Główny związek zawodowy Tunezji UGTT rozpoczął w sobotę marsz pod nazwą "Karawana wyzwolenia", który ma prowadzić od środkowej Tunezji do Tunisu. W sobotę wieczorem uczestnicy marszu zdążyli dotrzeć do miejscowości Regueb, położonej w środkowo-zachodniej części kraju.
BBC donosi, że nauczyciele szkół podstawowych planują strajk przeciw obecnemu rządowi. Jeśli dojdzie do protestu, może on kolidować z planowanym na ten tydzień stopniowym otwieraniem uczelni. (PAP)
Chcą dymisji rządu
Protestujący domagają się ustąpienia obecnego rządu, zarzucając mu, że jego liczni członkowie byli częścią obozu władzy przed obaleniem prezydenta Zina el-Abidina Ben Alego. Są to m.in. ministrowie obrony narodowej, finansów i spraw zagranicznych.
Pełniący obowiązki prezydenta premier Mohammed Ghannuszi odszedł z partii rządzącej Ben Alego RCD i przekonywał, że członkowie jego gabinetu, mimo przynależności do poprzedniej ekipy rządzącej, mają, jak się wyraził, "czyste ręce".
Jednak, jak zauważa BBC, podobne zapewnienia nie trafiają do przekonania wielu członkom opozycji i protestującym na ulicach. Zdaniem przywódcy opozycyjnej partii CPR Moncefa Marzoukiego, Ghannuszi, "który ponad 10 lat służył dyktaturze, nie jest w stanie stworzyć demokracji".
Tunezyjczycy nie wierzą komisjom
W sobotę niezależna komisja powołana przez nowy rząd Tunezji zapowiedziała, że zbada udział sił bezpieczeństwa w tłumieniu antyrządowych protestów w związku z licznymi ofiarami śmiertelnymi wśród ich uczestników.
Według Wysokiej Komisarz ONZ ds. Praw Człowieka Navi Pillay, w protestach zginęło 117 osób, w tym 70 od strzałów z ostrej amunicji. Zdaniem szefa tunezyjskiego MSW Ahmeda Friaa bilans ofiar wynosi 78.
- Zapytamy, kto dał pozwolenie tym, którzy otworzyli ogień (do protestujących) - zapowiedział przewodniczący komisji Taoufik Bouderbala. - Nie będziemy nikogo oskarżać. Sprawdzimy fakty - dodał.

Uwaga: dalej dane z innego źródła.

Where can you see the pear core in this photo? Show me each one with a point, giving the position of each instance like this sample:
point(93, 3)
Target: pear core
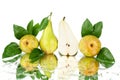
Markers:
point(90, 45)
point(28, 43)
point(88, 66)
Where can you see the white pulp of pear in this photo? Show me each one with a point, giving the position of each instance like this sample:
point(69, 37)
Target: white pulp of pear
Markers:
point(67, 43)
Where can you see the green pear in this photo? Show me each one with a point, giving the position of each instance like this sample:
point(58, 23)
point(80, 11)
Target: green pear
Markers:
point(28, 43)
point(90, 45)
point(48, 64)
point(25, 62)
point(48, 41)
point(88, 66)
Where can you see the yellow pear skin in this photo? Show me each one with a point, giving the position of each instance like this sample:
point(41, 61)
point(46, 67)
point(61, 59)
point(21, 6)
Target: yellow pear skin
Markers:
point(25, 62)
point(90, 45)
point(48, 41)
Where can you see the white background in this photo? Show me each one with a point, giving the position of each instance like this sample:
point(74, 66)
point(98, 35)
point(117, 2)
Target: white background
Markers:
point(20, 12)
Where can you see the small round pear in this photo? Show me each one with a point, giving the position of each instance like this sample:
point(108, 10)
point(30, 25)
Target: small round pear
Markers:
point(88, 66)
point(90, 45)
point(28, 43)
point(25, 62)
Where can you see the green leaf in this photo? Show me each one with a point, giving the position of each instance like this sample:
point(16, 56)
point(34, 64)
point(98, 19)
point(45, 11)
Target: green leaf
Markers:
point(105, 57)
point(83, 77)
point(13, 59)
point(11, 50)
point(33, 77)
point(44, 23)
point(36, 54)
point(97, 29)
point(20, 72)
point(40, 27)
point(86, 28)
point(19, 31)
point(30, 27)
point(38, 74)
point(36, 29)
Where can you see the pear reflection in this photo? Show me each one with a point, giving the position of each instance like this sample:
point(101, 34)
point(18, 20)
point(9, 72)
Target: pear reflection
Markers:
point(48, 64)
point(67, 68)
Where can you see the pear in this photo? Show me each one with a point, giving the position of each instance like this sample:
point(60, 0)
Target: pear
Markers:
point(48, 64)
point(67, 43)
point(90, 45)
point(28, 43)
point(25, 62)
point(88, 66)
point(48, 41)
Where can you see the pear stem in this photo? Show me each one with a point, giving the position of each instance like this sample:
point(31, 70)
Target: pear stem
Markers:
point(50, 15)
point(63, 18)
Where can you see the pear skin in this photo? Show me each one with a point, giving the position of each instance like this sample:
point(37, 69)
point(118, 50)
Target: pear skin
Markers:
point(28, 43)
point(88, 66)
point(67, 42)
point(48, 41)
point(25, 62)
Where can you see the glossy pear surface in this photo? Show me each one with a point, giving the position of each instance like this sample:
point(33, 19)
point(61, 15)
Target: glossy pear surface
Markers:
point(25, 63)
point(28, 43)
point(48, 41)
point(67, 43)
point(90, 45)
point(88, 66)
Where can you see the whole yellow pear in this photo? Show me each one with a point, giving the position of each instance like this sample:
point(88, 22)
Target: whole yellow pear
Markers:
point(48, 41)
point(28, 43)
point(90, 45)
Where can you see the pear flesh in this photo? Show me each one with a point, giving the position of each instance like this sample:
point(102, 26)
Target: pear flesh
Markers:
point(48, 41)
point(88, 66)
point(67, 43)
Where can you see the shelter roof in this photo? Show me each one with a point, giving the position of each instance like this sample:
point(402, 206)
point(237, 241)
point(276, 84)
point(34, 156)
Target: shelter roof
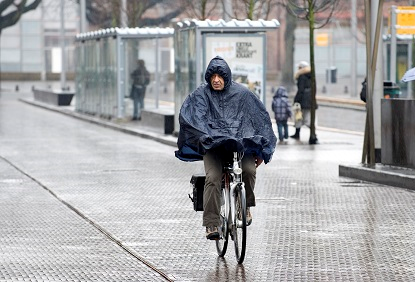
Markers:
point(230, 26)
point(128, 32)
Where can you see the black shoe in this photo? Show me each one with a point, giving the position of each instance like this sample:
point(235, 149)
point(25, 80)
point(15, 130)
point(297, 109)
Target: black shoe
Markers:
point(313, 141)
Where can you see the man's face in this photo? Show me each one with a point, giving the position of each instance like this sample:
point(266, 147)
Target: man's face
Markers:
point(217, 82)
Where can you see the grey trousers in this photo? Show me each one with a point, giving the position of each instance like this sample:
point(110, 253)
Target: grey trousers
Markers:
point(211, 194)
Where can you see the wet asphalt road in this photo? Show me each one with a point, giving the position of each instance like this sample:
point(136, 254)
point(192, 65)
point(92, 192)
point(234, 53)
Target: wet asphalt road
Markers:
point(79, 202)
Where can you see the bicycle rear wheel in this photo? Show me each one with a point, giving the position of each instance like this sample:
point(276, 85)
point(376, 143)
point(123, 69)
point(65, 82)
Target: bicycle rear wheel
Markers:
point(222, 242)
point(239, 228)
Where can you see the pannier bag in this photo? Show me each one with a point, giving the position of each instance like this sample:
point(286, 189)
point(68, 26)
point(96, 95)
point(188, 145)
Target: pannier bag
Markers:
point(198, 185)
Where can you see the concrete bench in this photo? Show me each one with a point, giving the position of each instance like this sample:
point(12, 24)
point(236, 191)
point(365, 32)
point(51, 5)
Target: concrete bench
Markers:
point(53, 97)
point(161, 120)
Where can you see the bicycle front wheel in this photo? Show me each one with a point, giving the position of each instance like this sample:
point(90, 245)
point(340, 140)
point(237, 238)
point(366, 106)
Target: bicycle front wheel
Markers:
point(222, 242)
point(239, 226)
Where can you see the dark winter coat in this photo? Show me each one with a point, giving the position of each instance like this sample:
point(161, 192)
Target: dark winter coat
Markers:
point(280, 105)
point(303, 96)
point(233, 118)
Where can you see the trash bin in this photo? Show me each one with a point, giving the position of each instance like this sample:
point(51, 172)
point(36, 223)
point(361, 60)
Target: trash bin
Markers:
point(331, 75)
point(391, 90)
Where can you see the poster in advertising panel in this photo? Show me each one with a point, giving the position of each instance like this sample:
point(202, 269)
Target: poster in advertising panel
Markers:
point(245, 56)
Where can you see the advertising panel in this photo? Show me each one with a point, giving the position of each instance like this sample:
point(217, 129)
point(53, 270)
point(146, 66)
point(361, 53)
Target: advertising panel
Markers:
point(245, 55)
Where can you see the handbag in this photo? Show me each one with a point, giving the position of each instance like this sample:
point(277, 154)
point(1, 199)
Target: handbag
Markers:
point(298, 114)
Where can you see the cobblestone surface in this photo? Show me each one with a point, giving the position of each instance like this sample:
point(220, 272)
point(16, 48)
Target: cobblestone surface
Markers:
point(80, 202)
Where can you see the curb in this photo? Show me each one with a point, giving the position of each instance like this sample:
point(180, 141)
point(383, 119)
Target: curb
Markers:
point(386, 175)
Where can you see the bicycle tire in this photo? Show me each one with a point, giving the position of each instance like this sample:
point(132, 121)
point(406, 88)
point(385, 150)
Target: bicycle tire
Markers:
point(222, 242)
point(239, 226)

Obok utworzonej w zeszłym tygodniu komisji do zbadania zabitych uczestników protestów, do życia powołano komisję do przeprowadzenia reform politycznych oraz komisję do walki z korupcją. Wielu Tunezyjczyków nie wierzy jednak, że komisje rzeczywiście będą pracować niezależnie od rządu oraz że uda im się wyśledzić aktywa obalonego prezydenta Zin el-Abidina Ben Alego i jego rodziny - zauważa agencja Reutera.